Time series cache for the final sem dissertation 2014
UPDATE: I finished my dissertation presentation yesterday, the 28th of June 2014. Feels good, kinda. The MS is now over!
THIS IS STILL MAJOR WIP
TBH, i don't even know what i'm doing :D
Time Series Data is all around us: Temperature, stocks, weather are a few to name. This kind of data however usually occurs in bulk and it is very expensive to store and retrieve out of a database. Some of the computations that can be performed on this data can be offloaded to the cache because of its simplicity. The aim is to build a high performance backend cache that caters to Time Series Data. Such a cache would allow for a lot of functions that are Time Series Data specific like updates of individual points inside it without having to re-warm the entire cache and small computations.
The key objective is to build an in memory cache that is tailor made for Time Series Data.
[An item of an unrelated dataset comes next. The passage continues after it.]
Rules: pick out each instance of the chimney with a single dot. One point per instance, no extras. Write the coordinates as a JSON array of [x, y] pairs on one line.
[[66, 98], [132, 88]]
This cache would be open to connections from multiple endpoints (REST APIs and socket connections) through which changes can be made within the cache for single / multiple data points. The cache would also allow a restricted set of computations. The fact that this is an in memory cache means that it is very vital that the memory underneath be managed in the best of ways. The cache also aims to hold large amounts of data in memory by adopting a self adaptive storage which optimizes the memory to hold large chunks of data while using the least memory. This project is intended to be a part of an SAP product which works very closely with Stock Time Series Data.
- Efficiently handle Time Series Data, represented by a TIMESTAMP (ISO8601) and a value
- Allow updates to individual / multiple points stored in the cache
- Allow communication through different interfaces - REST, Sockets, etc
- Keep cache updates atomic, thereby always maintaining consistency in what is served
- Implement Self Adaptive Storage i.e. the cache would adapt its underlying store to hold the maximum data using the least memory as possible.
- Support an initial set of computations at the cache level:
- Resolution of points: Allow data to be fetched at a given resolution level i.e. all points, 1 point for every 10 points and so forth. Such a case would be useful for plotting on mobile devices like the iPad
- Precision Levels: Allow data to be fetched at different precision levels. Such a case would be useful where decimal point precision is required (experiments) or not (simple UIs)